Michael Krüger, born in Wittgendorf (near Zeitz) in 1943, has settled existentially between the two states. He was the head of a publishing house and has also been an author for a long time. Is a reader and a writer. Was an employee and remained a free spirit. The trained bookseller and studied philosopher joined the Munich-based Carl Hanser publishing house in the momentous year of 1968, which gave its name to a generation, and became literary director and managing partner. Over the years, Krüger became a legend. He worked tirelessly, with precise division of time and workload, and was very skilful in balancing the hardships of duty with the joys of art. In a conversation appended to the volume, interviewer Knut Cordsen recalls Karl Heinz Bohrer, who described the “gentle anarchist” Krüger as having an “almost angelic aura.”

The years of apprenticeship in which he began, as a youth, to “train himself as a fatalist and existentialist” turned into publishing bourgeois mastery. In memory of his close friend Klaus Wagenbach, it is said about the early years that one saw “a few avant-gardes twitch and flutter and in their wake the emergence of the old forms.” A victory of fine sense and fine style. Maybe the true culture lies in finding the way to melancholy after ’68 instead of enduring in a mossy old rebel pose. And so this ironic person, in the spirit of a pain-filled romantic, stands for a culture against informational excesses and waving increases in stimulation. This passionate man always countered this with what he himself called “a defense of poetry that went to the limit of ridiculousness.”

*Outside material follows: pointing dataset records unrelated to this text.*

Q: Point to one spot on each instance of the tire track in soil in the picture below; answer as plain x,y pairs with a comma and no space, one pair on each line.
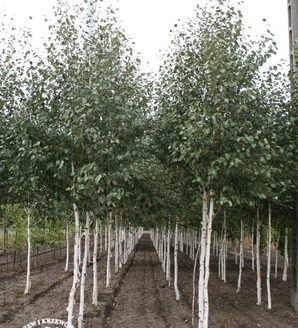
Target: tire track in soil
144,299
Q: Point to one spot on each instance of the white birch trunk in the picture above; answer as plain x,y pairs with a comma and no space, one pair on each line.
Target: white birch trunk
276,255
120,247
269,303
106,237
168,271
84,273
252,247
176,263
194,285
241,257
28,282
100,237
76,273
80,246
286,257
108,277
201,308
116,248
67,248
95,285
258,259
207,261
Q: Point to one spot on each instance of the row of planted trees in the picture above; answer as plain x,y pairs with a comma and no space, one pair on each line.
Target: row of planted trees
81,129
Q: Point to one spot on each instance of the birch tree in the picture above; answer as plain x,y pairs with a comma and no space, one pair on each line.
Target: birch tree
209,91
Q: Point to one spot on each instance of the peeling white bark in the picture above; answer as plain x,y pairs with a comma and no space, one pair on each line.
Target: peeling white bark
241,260
28,282
269,302
95,285
286,257
176,264
168,268
258,259
67,248
76,273
203,299
108,277
84,273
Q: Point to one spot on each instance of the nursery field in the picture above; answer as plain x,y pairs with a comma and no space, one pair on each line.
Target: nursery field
140,296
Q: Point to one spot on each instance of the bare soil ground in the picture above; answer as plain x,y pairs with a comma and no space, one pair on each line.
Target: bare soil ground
140,296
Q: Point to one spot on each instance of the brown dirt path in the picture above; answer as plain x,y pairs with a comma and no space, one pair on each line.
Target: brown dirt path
145,300
140,297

Voted “Publisher of the Year” several times by the bookseller industry, Hanser had a proud list of poets under Krüger’s aegis: Elias Canetti, Joseph Brodsky, Umberto Eco, W. G. Sebald, Jostein Gaarder, Seamus Heaney, Jorge Luis Borges, Günter Kunert, Milan Kundera, Alexander Tisma, Botho Strauss, Philip Roth. Herta Müller and Tomas Tranströmer were also among the Nobel Prize winners with Hanser contracts. For Krüger, the art of publishing meant: characterful, tenacious outwitting of the trend of the times that pushes for the concentration of market power; Krüger said: “Our little garden must never be dominated by a tree in whose shade nothing else grows.”

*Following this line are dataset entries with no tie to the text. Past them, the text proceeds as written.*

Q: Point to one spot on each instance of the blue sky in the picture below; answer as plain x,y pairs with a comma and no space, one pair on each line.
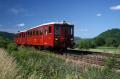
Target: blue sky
90,17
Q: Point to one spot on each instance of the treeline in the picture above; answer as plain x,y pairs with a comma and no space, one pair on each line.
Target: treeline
109,38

Krüger’s novels and novellas (“What to Do?”, “Why Beijing?”, “Why Me?”, “The Cello Player,” “The Wrong House”) are a confident, vibrant play with the conflicts between desire and ability, dreams and reality. In the end, as one poem says, “the only thing that counts is / the impenetrable world.” It’s like grabbing a kind of serenity velvet. Krüger’s tone does not allow the performance time to cut the budget of the dream time. In the middle of industrial landscapes, there is that exotic remoteness in his poetry that winks at us from the village stories of his grandparents.

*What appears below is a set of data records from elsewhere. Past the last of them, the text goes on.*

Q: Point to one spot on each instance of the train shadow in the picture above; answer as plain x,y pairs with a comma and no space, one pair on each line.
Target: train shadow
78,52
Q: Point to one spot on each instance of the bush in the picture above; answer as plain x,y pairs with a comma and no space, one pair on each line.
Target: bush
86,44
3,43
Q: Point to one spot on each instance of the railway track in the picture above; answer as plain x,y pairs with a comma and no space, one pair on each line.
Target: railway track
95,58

The poet describes himself as a pessimist, but he still insists that people are resilient even when careless. Everything experienced is melted back into longing in his work. Uncertainty and certainty touch each other with their very open ends. This poet is extremely unfashionable in his efficiency: he calculates – with people. With the person who is slow. But he knows how the stars come to the sky and why they don’t fall down. And who needs art and literature because both are “the only system that never wants to speak for everyone.”

Michael Krüger: Appointments with poets. Memories and encounters. Suhrkamp. 447 p., hardcover, €30.